I found quite a few enticing hardcovers, mostly with dustjackets, but none of these was as enticing as JANE DUNCAN’s My Friend Muriel. Duncan’s books have now been released as inexpensive e-books, and this hardcover was one of my priciest acquisitions of the trip, but honestly, could you have resisted this jacket art?
I’m not a huge fan of MARGUERITE STEEN, but the book was dirt cheap and featured an author photo I’d never seen before, so I had to add it to the mix, though I have to admit the message "from the author" is a wee bit offputting.
And the JEAN RHYS book was the very first purchase of the trip, from the little charity shop at Bodiam Castle. There, the lovely dustjacket called out to me as well.
I admit I bought the JOY PACKER novel because I’d never heard of her, but alas, she turns out to be South African. I’m just finishing reading the book now, and it’s no great shakes, but it is intriguing in some ways. And the CATHERINE PONTON SLATER book, Marget Pow, was mentioned a while back by Peggy Ann at Peggy Ann’s Post (the first I had heard of Slater), so I couldn’t pass that one up either.
My most exciting paperback acquisition was that vintage Penguin edition of MARGHANITA LASKI’s The Victorian Chaise-Longue. I already had a copy, but couldn’t pass up a second one (it’s small, how much shelf space can it require?). I picked up several mysteries I’ve been meaning to read, including the one by Anthony Gilbert, aka LUCY BEATRICE MALLESON. And I had to grab the DOROTHY VERNON WHITE, because the author bio makes it clear that she belongs on my Overwhelming List.
Finally, since I know that some of you are fans of D. E. Stevenson (as am I), I had Andy try to capture the majesty of a shelf or two at Edinburgh Books in (obviously) Edinburgh, one of the last bookshops we visited. It wasn’t easy in the cramped space, but perhaps this will give an idea.
Amazingly, as you may have noticed from my book stack, I didn’t actually purchase any DES. Astonishing, no? I actually either already had copies of most of the books or was a bit too stingy to spring for DES’s collector prices. But it was quite a joy seeing so many of them together in a book shop.
What I did purchase at Edinburgh Books, however, in their entire room dedicated to Scottish-themed books, were several books by ISABEL CAMERON. Perhaps I will come to regret this, I’m not sure, but I couldn’t resist sampling a few books by this author who was once apparently a major bestseller but is now almost totally forgotten. I’ll no doubt be reporting back on whether this was a frivolous purchase or an inspired one.

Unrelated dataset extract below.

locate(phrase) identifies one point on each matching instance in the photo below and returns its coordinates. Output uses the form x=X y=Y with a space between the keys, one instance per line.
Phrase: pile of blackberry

And that’s that. I might perhaps be sharing more of the jacket art in future posts, but this is quite enough for now.
But the best part of the story is that while the Oxfam shops may have done most of this damage to my wallet and to the space constraints in our apartment, they also redeemed themselves by coming through with the extra suitcase required to bring these books home. For four measly pounds, we bought a sturdy if unattractive green suitcase, and we managed to maneuver three roller bags and two shoulder bags through the airports and safely back to SF with all the books intact and the dustjackets unscathed. Whew!
Now to find room for them all. Do we really need a refrigerator, do you think?